Why predictive maintenance makes sense for healthy buildings
Data-driven operational strategies can reduce costs, increase productivity, and support a better overall environment.
#The rise of Internet of Things (IoT) technology has added a new dimension to maintenance planning. Data from IoT devices can provide facilities managers with insights to effectively operate and maintain their properties, and when combined with a smart building platform that provides analytics, can identify and resolve issues more effectively.
Analytics is more than just reactive device alerts or reports. They are based on relevant data that is clearly presented in an easy-to-understand format that explains the problem, when it occurred, its duration, the status of relevant operating conditions, and even the cost impact. Analysis shows how the built system works in reality, rather than relying on operational assumptions.

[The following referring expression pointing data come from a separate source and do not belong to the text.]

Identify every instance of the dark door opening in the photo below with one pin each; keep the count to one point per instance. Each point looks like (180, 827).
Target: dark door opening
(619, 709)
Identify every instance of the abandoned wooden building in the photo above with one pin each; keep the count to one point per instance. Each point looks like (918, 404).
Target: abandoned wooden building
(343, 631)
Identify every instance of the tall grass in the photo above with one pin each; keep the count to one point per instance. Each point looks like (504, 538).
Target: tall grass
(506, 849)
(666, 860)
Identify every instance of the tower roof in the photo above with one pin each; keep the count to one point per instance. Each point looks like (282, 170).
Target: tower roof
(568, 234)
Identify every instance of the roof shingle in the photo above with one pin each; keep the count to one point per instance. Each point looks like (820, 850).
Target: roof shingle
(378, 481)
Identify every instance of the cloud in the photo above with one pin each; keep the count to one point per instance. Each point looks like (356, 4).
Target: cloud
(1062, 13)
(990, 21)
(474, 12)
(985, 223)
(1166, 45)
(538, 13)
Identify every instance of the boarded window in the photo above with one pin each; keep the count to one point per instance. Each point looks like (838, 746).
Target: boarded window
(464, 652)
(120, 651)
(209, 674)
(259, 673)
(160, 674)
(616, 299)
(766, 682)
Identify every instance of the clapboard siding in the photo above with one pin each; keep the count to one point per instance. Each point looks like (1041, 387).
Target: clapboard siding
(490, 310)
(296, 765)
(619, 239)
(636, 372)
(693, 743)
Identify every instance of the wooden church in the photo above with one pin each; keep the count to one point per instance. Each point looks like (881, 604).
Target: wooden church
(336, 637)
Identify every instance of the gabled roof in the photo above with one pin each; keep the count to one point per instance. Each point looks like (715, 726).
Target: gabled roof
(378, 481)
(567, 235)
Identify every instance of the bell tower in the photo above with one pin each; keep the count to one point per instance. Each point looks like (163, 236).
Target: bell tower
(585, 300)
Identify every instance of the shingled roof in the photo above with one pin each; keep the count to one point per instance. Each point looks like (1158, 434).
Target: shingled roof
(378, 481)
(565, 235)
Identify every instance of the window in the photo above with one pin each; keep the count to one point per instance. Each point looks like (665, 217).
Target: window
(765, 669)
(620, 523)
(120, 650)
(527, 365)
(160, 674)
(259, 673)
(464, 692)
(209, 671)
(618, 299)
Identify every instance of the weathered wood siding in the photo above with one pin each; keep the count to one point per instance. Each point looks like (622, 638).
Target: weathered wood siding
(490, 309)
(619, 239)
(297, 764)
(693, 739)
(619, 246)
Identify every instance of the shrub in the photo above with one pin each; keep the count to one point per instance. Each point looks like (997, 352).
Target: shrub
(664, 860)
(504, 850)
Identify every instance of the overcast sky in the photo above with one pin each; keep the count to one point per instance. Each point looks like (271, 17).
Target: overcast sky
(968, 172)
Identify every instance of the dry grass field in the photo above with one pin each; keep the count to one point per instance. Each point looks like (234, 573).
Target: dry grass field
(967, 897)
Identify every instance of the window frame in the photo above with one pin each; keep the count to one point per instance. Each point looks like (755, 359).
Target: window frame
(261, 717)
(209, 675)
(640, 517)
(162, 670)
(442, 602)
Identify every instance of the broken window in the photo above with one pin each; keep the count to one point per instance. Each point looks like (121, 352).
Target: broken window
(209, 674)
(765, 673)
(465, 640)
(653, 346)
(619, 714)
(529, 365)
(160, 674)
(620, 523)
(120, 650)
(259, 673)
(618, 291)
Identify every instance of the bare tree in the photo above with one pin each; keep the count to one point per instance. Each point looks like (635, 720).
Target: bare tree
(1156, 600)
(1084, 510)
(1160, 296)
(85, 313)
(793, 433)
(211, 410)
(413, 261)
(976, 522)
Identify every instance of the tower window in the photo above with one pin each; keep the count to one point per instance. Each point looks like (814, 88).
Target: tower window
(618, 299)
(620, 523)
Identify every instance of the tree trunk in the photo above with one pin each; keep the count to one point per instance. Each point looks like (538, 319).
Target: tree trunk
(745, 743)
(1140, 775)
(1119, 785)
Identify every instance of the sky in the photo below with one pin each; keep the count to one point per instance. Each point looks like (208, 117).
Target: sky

Smart building system operators use predictive or data-driven maintenance strategies combined with analytics to ensure efficient maintenance practices.
Reactive, Preventive, Better yet Predictive
Historically, construction personnel would correct problems as they occurred, otherwise known as reactive, corrective, or run-to- Breakdown maintenance. The staff will only repair items if they are damaged, and leave them alone if they are not damaged.
This strategy can be costly. According to the Specialty Retail Store Maintenance Association's (now ConnexFM) 2012 HVAC Benchmark Report, reactive service calls after equipment failure cost on average three times more than proactive calls, approximately $400 more per call.
In the early 20th century, with the advent of mass production of automobiles, preventive or planned maintenance was introduced. This has prompted other industries to develop their own practices. Planned maintenance relies heavily on guessing how much equipment time or usage time must be spent before maintenance is due based on the manufacturer's specifications. This strategy is also not feasible or cost-effective to predict every failure, so its use is limited to runtime or interval-based problems.
While preventive maintenance can reduce reactive costs, it can also increase standard operating costs by initiating unnecessary inspections or repairs. Preventive maintenance, based on an estimate of when equipment is likely to need repairs, neither predicts equipment degradation based on actual conditions and usage nor prevents equipment failure.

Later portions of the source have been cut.